On a more personal note the CRV’s have crazy room inside if only they would make them with some power!


Wendy Davis

Ok this is so wrong but what if someone came in with a “little person” and wanted to do a test drive with them in their lap to steer so they could see if they wanted the car altered for them …. Probably not good for company publicity but I laugh picturing it.



These videos are great!

Since you’re looking for new ideas, I would suggest doing a send-up to the guys on Top Gear, like doing a re-creation of one of their simpler segments, or coming up with your ‘segment” but do it in Top Gear style. Bonus points if you feature car salesmen that resemble the hosts on Top Gear. And you could call is EdSchmidt Gear or something like that. And the great thing about his is that you don’t have to limit this to just one video if it works well, you can do multiple videos.

Another cool thing to do would be similar thing, but with NPR’s Car Talk. Bonus points if you have any wacky old guys from Boston on your staff.

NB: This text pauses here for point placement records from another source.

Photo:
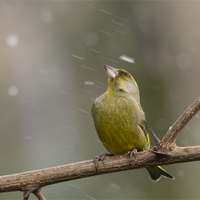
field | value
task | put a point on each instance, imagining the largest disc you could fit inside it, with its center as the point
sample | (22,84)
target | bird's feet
(100,157)
(131,154)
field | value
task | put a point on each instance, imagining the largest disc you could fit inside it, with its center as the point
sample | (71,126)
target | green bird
(120,120)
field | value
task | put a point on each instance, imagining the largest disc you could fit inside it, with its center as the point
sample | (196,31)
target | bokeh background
(51,70)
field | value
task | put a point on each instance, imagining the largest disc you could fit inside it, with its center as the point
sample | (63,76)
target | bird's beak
(111,71)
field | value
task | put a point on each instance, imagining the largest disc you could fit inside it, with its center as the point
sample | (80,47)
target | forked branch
(33,181)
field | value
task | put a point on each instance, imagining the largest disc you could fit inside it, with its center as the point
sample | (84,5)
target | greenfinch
(120,120)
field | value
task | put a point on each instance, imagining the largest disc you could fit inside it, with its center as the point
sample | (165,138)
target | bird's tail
(156,172)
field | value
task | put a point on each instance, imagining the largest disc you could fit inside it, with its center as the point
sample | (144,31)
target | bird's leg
(101,157)
(131,154)
(157,140)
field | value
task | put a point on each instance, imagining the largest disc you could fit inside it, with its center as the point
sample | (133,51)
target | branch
(33,181)
(174,131)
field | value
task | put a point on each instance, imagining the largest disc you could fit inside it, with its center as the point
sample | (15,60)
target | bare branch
(172,134)
(33,181)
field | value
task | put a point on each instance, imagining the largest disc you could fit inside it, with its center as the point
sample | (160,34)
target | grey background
(51,70)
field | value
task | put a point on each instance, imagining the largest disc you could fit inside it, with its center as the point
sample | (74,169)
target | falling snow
(127,59)
(13,91)
(12,40)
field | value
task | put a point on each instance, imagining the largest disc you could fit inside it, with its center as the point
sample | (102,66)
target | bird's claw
(100,157)
(131,154)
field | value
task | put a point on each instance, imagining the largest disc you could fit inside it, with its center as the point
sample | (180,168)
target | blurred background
(51,71)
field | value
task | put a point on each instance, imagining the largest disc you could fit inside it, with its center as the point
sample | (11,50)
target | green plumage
(119,119)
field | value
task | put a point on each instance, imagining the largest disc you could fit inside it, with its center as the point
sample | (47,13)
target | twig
(172,134)
(33,181)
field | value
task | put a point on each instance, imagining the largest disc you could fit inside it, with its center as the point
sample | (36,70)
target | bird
(120,120)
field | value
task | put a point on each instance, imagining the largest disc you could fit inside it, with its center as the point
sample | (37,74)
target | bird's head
(121,81)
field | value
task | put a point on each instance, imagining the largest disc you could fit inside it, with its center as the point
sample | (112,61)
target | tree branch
(174,131)
(33,181)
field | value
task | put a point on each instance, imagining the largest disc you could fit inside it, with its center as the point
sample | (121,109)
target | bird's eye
(126,74)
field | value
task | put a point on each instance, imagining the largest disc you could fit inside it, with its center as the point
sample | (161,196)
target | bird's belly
(120,135)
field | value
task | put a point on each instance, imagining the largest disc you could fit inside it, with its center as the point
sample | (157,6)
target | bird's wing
(143,126)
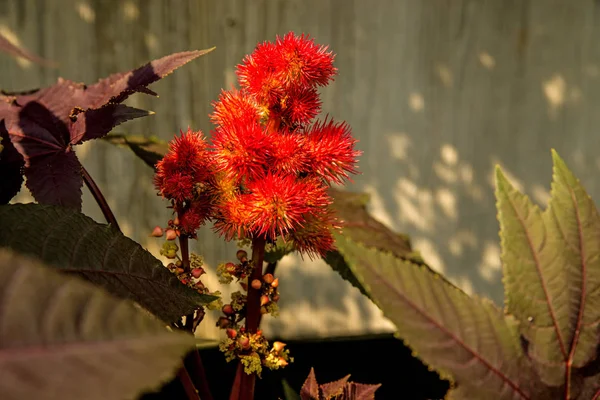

How about a couple taking a mini van for a test drive, and her water breaks in the back seat. Obviously for the sake of drama, she immediately has intense contractions, and it’s clear the baby is coming RIGHT NOW (think of average movie drama, not real life)



Awkward test drive ideas:
Clowns – work a clown car bit into it.
Shriners – they want a test drive but cant find a car with good fez clearance
Someone who’s always right, says “right, right” alot and won’t take left hand turns.
Someone with a horrible cold – keeps coughing and sneezing – could be a PSA for hand sanitizer use in the comine cold & flu season.